-Qué bárbaro, este Francella.
El televisor de la sala de espera pasaba Casados con hijos y Mariel soltó el comentario. Edgardo acató con una sonrisa y relojeó su Blackberry. Mariel y Edgardo eran perfectos desconocidos y esperaban en el consultorio de un médico al que ambos iban más o menos seguido. Estaban en una cita a ciegas. Unos días antes, al doctor se le había ocurrido que dos de sus pacientes cuajaban, así que les habló a uno del otro, les dio turnos seguidos y los hizo esperar. Los hizo esperar mucho.
-¡Jjajaja! –se reía Mariel, atenta a su circunstancia.
-No puedo creerlo –arrancó Edgardo.
-Es raro, sí.
-Pero bueno, hay que hacerse cargo. ¿Te puedo llamar?

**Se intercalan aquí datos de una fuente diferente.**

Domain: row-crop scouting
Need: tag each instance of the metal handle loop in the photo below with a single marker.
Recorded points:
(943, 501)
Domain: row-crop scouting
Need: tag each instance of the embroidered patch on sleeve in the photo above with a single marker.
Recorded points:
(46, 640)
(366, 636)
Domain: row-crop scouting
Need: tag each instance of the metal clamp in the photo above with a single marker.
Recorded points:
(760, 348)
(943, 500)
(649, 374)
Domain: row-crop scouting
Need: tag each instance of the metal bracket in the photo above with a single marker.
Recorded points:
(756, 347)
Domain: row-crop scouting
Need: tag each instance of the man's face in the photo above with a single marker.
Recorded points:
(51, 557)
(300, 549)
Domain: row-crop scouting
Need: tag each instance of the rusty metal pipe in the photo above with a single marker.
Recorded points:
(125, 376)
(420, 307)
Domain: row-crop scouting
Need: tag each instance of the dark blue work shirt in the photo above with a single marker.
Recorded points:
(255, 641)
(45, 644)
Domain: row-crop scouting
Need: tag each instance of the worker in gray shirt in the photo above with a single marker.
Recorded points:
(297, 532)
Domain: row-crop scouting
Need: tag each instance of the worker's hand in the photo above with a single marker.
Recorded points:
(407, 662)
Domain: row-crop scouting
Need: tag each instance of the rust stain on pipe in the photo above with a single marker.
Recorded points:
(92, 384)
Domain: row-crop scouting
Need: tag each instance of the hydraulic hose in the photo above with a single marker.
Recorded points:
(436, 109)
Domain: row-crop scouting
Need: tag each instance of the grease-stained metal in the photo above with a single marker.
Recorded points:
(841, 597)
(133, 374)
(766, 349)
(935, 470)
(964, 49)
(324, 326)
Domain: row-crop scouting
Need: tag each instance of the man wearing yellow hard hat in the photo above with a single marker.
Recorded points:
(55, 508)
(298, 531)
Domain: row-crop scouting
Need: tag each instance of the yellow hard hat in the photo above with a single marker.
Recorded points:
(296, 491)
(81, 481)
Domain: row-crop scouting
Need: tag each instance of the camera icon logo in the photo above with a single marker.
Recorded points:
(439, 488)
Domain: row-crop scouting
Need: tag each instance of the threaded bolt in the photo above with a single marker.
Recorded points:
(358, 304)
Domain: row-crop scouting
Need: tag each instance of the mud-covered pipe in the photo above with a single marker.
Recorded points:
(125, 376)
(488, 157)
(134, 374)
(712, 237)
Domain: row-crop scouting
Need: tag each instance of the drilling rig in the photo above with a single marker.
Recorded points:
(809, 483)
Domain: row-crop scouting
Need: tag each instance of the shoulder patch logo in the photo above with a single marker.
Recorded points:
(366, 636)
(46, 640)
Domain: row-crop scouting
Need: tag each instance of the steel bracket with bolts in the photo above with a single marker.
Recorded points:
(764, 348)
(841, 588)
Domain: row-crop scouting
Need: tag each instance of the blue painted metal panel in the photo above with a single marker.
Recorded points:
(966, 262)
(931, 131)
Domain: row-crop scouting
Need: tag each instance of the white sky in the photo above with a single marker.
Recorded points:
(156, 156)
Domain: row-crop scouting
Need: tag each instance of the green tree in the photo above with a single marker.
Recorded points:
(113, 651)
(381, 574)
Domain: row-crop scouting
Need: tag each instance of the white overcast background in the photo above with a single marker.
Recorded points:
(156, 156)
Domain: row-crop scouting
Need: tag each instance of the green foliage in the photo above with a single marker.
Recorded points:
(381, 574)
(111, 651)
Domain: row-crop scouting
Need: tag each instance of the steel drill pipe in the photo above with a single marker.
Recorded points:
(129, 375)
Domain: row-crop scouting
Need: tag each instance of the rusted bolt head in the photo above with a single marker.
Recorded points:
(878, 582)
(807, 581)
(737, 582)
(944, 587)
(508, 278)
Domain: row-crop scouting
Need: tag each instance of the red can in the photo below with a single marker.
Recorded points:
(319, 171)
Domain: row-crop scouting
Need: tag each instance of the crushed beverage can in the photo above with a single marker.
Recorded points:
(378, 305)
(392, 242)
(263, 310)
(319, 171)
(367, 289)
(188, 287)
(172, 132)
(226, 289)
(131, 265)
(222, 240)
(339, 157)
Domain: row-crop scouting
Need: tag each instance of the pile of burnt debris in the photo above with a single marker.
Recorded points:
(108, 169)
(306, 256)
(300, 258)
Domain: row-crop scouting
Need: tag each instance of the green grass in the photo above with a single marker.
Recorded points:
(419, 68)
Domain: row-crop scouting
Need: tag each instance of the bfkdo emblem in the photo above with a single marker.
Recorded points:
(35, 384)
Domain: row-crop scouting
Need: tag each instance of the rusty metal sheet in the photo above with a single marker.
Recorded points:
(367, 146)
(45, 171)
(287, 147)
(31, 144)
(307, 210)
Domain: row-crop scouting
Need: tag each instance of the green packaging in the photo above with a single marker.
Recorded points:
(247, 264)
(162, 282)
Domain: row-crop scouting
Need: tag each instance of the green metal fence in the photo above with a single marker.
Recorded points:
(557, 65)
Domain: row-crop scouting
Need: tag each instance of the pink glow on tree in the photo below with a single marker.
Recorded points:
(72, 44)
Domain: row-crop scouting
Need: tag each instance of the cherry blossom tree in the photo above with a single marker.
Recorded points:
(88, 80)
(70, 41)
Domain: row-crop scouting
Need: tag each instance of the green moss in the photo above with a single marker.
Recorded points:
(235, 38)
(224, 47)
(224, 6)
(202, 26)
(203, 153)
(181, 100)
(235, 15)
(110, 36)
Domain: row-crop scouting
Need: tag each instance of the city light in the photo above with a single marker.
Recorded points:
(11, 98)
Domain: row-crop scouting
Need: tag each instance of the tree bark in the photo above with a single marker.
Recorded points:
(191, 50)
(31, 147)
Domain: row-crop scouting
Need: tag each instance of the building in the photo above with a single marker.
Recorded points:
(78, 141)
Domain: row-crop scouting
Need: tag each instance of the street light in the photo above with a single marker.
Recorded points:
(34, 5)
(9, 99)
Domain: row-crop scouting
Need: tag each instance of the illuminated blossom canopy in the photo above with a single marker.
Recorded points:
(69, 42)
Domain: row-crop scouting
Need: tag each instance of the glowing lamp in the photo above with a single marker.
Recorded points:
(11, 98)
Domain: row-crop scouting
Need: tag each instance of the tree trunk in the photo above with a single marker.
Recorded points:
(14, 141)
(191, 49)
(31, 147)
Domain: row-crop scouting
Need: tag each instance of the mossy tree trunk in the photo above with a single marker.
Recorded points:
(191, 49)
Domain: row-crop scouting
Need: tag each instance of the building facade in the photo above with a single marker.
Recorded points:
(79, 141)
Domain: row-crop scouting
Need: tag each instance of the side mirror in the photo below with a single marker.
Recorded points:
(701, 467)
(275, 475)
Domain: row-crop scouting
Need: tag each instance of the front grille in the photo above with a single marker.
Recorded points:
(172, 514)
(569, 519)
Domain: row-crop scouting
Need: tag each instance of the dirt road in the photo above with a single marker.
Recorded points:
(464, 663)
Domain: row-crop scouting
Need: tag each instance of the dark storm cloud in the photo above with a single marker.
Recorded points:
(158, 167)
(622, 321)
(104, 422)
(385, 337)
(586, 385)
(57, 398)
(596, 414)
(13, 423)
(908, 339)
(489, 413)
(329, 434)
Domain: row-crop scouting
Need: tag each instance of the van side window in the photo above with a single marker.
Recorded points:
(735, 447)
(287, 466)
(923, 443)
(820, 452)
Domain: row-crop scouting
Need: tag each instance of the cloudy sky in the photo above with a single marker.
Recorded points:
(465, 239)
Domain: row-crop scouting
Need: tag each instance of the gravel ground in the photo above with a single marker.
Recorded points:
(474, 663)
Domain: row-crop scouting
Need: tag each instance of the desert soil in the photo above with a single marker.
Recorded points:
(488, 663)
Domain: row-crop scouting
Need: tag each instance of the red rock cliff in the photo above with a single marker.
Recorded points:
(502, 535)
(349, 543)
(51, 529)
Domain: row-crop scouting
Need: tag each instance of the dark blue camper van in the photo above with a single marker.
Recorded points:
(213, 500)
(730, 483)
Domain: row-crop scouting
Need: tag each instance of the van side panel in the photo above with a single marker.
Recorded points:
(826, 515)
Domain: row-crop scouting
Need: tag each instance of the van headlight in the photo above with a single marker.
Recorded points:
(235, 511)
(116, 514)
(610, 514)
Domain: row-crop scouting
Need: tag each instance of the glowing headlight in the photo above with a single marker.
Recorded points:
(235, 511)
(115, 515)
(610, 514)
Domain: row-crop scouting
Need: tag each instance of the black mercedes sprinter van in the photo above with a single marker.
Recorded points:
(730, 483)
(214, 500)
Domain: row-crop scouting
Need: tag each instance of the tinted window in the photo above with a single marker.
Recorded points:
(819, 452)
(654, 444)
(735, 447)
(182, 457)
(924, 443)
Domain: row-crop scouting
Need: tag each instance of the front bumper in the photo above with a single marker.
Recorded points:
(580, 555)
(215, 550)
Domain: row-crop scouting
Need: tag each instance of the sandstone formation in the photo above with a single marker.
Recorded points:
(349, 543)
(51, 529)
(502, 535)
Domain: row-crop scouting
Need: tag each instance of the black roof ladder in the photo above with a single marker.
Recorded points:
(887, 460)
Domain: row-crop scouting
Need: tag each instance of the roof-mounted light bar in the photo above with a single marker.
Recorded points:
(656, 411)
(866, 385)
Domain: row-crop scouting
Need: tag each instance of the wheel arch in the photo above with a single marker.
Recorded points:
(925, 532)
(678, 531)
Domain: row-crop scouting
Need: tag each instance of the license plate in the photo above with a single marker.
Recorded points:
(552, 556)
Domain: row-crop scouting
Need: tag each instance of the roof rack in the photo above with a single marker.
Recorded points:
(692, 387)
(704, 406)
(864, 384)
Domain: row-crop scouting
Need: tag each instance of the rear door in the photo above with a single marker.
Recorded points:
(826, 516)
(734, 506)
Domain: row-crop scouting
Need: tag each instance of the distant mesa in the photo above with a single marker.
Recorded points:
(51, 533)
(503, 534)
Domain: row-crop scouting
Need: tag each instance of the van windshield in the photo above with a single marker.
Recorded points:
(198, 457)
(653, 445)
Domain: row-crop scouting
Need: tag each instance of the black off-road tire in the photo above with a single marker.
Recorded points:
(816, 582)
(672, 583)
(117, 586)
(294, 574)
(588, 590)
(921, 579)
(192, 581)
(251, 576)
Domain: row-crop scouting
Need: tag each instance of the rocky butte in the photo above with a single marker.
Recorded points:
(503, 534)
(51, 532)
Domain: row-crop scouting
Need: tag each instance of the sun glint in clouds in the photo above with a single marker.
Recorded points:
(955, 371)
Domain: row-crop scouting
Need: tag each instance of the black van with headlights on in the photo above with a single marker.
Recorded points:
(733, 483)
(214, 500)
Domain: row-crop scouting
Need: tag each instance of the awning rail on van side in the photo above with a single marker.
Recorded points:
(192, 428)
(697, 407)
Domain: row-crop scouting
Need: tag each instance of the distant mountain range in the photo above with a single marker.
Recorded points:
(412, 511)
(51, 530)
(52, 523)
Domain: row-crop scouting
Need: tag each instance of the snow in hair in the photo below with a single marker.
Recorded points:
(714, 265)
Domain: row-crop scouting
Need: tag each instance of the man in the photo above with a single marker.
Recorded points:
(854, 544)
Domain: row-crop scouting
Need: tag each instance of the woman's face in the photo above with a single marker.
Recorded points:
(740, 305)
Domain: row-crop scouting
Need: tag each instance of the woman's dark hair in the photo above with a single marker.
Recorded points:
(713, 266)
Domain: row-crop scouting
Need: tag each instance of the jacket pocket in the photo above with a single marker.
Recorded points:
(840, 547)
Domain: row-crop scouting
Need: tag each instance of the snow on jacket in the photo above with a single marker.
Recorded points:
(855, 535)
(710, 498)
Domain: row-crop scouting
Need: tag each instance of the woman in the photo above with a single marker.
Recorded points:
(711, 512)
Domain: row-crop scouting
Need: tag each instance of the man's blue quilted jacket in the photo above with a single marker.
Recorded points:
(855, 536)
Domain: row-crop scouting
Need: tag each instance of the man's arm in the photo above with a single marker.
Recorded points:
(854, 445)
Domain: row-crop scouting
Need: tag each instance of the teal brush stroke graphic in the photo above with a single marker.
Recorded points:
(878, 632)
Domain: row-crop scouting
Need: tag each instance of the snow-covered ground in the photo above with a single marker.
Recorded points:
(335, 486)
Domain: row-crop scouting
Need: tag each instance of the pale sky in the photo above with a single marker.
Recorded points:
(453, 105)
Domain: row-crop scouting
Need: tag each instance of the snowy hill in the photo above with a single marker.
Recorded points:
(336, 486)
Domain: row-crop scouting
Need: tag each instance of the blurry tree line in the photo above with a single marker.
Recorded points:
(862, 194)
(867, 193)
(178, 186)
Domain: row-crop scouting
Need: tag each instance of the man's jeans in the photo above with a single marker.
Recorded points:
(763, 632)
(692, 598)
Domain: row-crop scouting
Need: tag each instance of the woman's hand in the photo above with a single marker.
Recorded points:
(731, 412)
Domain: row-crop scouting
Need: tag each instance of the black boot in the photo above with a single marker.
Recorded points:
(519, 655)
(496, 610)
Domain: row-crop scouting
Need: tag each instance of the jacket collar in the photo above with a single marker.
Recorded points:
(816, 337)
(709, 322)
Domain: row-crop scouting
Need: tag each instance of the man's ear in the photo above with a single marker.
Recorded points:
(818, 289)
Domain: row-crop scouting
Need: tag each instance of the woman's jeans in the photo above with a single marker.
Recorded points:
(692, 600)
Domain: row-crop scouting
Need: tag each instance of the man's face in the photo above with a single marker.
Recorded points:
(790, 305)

Un par de días después la llamó y la invitó a salir. Fueron a un bar. Y después a otro. Charlaron cómodos, la pasaron bien. A las 5.30 estaban estacionados frente al departamento de ella.
-¿Vamos a otro lado? –preguntó él.
-¿A esta hora? No creo que haya muchos lugares abiertos.
Edgardo pasó y besó. E hicieron la cochinada, sí.
El otro día cené con Mariel y otras amigas en un restaurante. Esperábamos la entrada cuando a ella le sonó el teléfono. Era Edgardo. Hablaron muy amablemente: que cómo te fue, que qué bárbaro este médico, que qué bien la pasamos, que te llamo en estos días. Mariel estaba colorada y se hiperventilaba con las manos. Como toda amiga de bien, contó detalles de la charla en la sala de espera, del aspecto y forma de ser de Edgardo. Y terminó:
-Recién por teléfono dijo “tenía ganas de escucharte”. Un poco fuerte, ¿no?